Que signifie-t-il, au-delà de se poser en réponse pas si inconsciente, au bord
de la défensive, à la massification médiatique, sur fond d’instrumentalisation
terroriste, de l’islam en Occident, cette croyance elle-même rétive à similaires
récits, tabou de la figuration du prophète oblige ? Que le cinéma se prête
à cela, que sa nature funéraire et solaire, que sa pratique mécanique et
mystique, l’autorisent à illustrer, à ressusciter, pareilles moralités,
j’allais écrire insanités, en athée assumé. Le capitalisme, prince des
lumières, de la vie chère, prompt à privilégier le compromis, à frémir face au
glaive messianique, s’accorde avec l’art commercial des images sonores, saintes
ou non, il le soutient, il l’alimente, il s’en nourrit, il l’utilise en
véhicule d’idéologie, culte conservateur, projection instituée soustraction de
révolution. Toutefois, il ne suffit pas, ni à susciter l’extase de ses
missionnaires, ni à se convertir au dogme de ses contestataires. Le réel,
charnel, conflictuel, l’écran le dément, le dématérialise, vise à sa
transmutation, à sa transsubstantiation. Le politique rejoint l’éthique, le
divertissement le sacrement, l’immanence la transcendance.

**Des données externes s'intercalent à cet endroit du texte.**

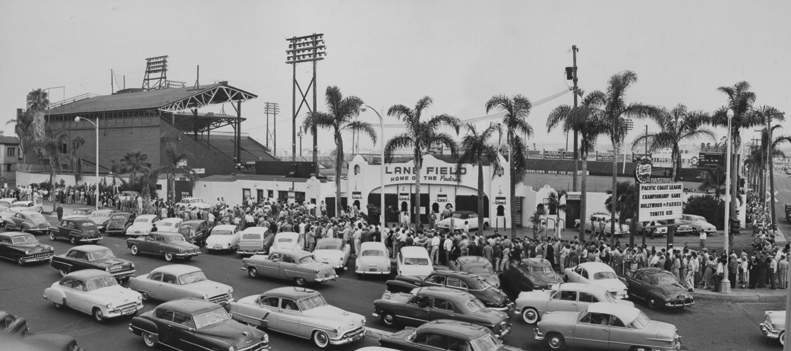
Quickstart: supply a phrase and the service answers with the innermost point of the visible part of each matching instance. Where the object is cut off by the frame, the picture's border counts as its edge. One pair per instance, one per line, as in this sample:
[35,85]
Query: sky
[460,53]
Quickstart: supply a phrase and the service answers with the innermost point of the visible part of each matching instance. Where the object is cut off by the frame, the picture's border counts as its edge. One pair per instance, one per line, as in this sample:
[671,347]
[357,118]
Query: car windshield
[311,302]
[98,255]
[102,282]
[193,277]
[210,318]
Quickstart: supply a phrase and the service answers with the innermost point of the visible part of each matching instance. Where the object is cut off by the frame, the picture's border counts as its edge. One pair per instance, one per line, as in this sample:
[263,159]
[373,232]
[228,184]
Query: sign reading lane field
[660,201]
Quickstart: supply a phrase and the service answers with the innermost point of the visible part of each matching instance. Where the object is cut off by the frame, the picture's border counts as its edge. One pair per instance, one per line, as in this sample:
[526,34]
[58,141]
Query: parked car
[373,259]
[446,335]
[169,245]
[413,260]
[490,296]
[774,326]
[177,281]
[93,257]
[658,288]
[281,308]
[76,230]
[299,266]
[26,221]
[142,225]
[606,326]
[565,297]
[597,273]
[195,231]
[23,248]
[94,292]
[223,237]
[460,218]
[531,274]
[254,241]
[333,252]
[196,325]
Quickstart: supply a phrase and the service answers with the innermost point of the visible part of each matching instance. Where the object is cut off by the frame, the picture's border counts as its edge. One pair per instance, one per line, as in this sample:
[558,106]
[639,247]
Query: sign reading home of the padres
[660,201]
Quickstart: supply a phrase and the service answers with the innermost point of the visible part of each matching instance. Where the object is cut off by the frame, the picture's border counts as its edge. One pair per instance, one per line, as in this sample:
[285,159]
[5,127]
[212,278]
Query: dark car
[77,230]
[23,248]
[195,231]
[93,257]
[490,296]
[170,245]
[196,324]
[658,288]
[428,304]
[119,222]
[531,274]
[444,335]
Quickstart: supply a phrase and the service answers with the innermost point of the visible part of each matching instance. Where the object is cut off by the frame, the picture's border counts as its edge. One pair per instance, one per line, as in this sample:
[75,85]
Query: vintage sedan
[658,288]
[490,296]
[373,259]
[299,266]
[26,221]
[178,281]
[76,230]
[93,257]
[142,225]
[223,237]
[23,248]
[531,274]
[119,222]
[774,326]
[196,325]
[606,326]
[597,273]
[428,304]
[169,245]
[283,309]
[333,252]
[94,292]
[477,265]
[446,335]
[565,297]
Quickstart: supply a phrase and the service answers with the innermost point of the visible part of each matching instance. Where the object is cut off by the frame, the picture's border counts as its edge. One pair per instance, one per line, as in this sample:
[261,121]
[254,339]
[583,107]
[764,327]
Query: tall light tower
[309,48]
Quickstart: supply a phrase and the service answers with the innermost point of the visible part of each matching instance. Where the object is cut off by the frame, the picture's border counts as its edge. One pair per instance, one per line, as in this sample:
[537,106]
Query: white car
[223,237]
[94,292]
[414,261]
[333,252]
[142,225]
[597,273]
[373,259]
[287,240]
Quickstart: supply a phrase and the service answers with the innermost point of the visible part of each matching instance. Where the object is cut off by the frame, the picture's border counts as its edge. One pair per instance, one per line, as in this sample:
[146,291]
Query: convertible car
[94,292]
[606,326]
[282,308]
[658,288]
[299,266]
[196,325]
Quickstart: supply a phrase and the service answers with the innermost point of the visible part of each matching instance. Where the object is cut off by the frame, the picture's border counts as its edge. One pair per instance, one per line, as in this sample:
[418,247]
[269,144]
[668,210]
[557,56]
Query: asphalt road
[706,326]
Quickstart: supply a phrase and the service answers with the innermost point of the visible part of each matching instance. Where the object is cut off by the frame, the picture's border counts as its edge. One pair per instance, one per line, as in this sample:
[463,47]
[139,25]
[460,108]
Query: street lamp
[96,165]
[381,169]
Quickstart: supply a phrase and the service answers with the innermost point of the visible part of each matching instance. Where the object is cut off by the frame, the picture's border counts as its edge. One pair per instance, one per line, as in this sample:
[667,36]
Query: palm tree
[675,127]
[420,137]
[516,111]
[476,149]
[586,120]
[340,118]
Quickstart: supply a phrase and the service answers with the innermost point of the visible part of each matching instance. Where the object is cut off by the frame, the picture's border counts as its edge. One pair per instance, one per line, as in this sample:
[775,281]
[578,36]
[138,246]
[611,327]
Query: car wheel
[150,340]
[253,273]
[530,315]
[555,341]
[321,339]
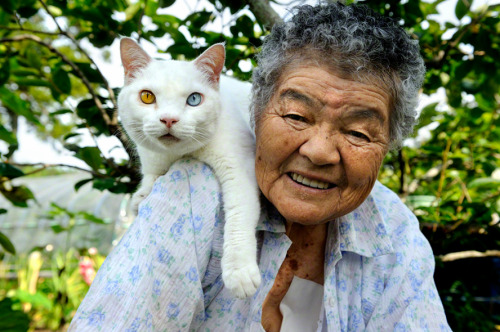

Surface et symbole, formulation
réflexive d’Oscar Wilde, le ciel dissimule le Ciel et le divin sait surgir y
compris au sein du trivial. En résumé, le miroir du dolorisme encadre notre
aspiration à ce qui nous excède, nous possède, nous obsède et nous apaise. Et
la cinéphilie d’aujourd’hui place la métaphysique à portée de clic, d’article.
Le Nazaréen, que l’on s’en soucie, que l’on s’en méfie, que l’on n’en pense rien,
n’en finit pas de trépasser, de renaître, walking
dead originel et gracieux, acmé
horrifique et promesse de mieux. Il incarne un outre-corps et un esprit de
concorde dont le ciné, de sacristie ou d’épicier, ne se lasse pas encore,
clairement conscient d’un engouement passager, prégnant. On peut vivre sans
cinéma, on périt sans foi, en soi, en toi, en ce monde diaboliquement et
majestueusement humain, poussière d’étoile, insignifiance mystérieuse, secondes
d’éternité ressassées, rassasiées, volées, envolées.